Moreover, Labour is caught between its instinct for centralised government policy and delivery — in the interests, it believes, of equity — and the hard fact that the factory state won’t work well in a society which — especially among the young — has become accustomed to highly differentiated products and services in the private sector. The mass production techniques of the early twentieth century which led naturally on to the monolithic, one-size-fits-all state no longer work in the private sector and won’t work in the public sector.
That requires governments to work with local governments, not-for-profit organisations and social entrepreneurs both to devise better programmes and to deliver them. It requires outcomes-based funding — making children healthy, for instance, in Plunket’s case — rather than tight contracts for outputs — paying Plunket to do x number of visits to households with newborns. That involves big risks in monitoring and accountability entails a lot of political risk. Steve Maharey is edging down this route but the cabinet is only warily following.
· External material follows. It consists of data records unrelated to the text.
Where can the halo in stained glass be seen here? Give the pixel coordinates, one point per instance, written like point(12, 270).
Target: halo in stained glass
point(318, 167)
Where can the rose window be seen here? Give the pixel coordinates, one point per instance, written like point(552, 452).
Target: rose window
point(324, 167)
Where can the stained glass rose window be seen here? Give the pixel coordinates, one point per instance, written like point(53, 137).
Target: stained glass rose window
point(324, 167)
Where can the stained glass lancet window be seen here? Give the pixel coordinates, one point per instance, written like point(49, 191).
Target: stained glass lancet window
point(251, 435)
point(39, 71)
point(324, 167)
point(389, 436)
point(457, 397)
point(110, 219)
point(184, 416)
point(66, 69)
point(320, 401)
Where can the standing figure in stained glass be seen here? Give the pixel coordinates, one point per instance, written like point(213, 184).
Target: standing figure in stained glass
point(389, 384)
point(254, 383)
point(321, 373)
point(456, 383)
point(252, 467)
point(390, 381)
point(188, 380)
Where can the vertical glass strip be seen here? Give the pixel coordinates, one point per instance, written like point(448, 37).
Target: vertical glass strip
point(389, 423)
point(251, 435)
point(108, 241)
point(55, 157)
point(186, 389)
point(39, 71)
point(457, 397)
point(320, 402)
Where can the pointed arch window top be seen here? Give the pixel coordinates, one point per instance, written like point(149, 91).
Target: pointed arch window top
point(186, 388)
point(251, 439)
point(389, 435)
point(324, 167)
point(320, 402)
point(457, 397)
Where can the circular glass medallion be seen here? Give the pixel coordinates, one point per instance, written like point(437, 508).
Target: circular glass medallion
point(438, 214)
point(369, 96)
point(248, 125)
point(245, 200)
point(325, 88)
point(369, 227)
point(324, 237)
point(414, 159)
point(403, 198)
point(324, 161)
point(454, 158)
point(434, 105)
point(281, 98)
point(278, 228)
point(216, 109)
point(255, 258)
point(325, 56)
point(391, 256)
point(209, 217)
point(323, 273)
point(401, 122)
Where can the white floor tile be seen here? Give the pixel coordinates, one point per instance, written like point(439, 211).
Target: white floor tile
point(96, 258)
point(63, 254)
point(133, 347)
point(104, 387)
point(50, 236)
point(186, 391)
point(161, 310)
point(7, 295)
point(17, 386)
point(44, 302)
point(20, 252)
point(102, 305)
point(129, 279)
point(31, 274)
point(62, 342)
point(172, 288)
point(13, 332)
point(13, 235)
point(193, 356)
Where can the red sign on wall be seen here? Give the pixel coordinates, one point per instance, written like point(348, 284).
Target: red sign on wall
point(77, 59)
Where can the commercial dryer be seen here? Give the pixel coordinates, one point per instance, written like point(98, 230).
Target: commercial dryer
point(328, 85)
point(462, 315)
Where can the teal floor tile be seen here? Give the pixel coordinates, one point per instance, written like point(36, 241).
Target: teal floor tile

Bill English is much better attuned to this way of thinking. But his party, too, is generally way behind reality and is struggling to emerge from the 1990s — many of its young senior MPs are old politically. National does have room to move, however, on voter discomfort with the size of the benefit roll and both the discomfort and the roll are likely to grow if the economy falters.
Where National is on the wrong side of history on this is in devolution to local government. This won’t happen fast but, come 2020, at least some of what the central government now does is likely to be done at city level.
And finally there is the Treaty. Beside this, the economy is a breeze and social assistance fairly straightforward.
The Treaty is about biculturalism and biculturalism is about power. It is not about kapa haka and speaking a bit of Maori. It is about how much say Maori should have in public policy and activities, who should exercise that say and under what rules it should be done.
Uncertainty is the political outgrowth of this. Where will it all end? No one knows and the government is not setting clear boundaries, though some senior ministers think it should. Bill English may well get some traction on this issue, if none other, just by arguing that if the Treaty is being redefined — as it is — both “partners” should be staking positions and bargaining. Most of the voices we have heard redefining the Treaty over the past 20 years have been Maori.
For most countries indigenous rights are an indulgence or a harmless sideshow because the numbers don’t matter. Here the numbers matter — for economic success, social cohesion and political stability. Maori have re-established the Treaty and it won’t go away. If we get it right, we will lead the world. If we get it wrong, forget petty arguments about whether we can get back into the top half of the OECD. That will be a peripheral matter.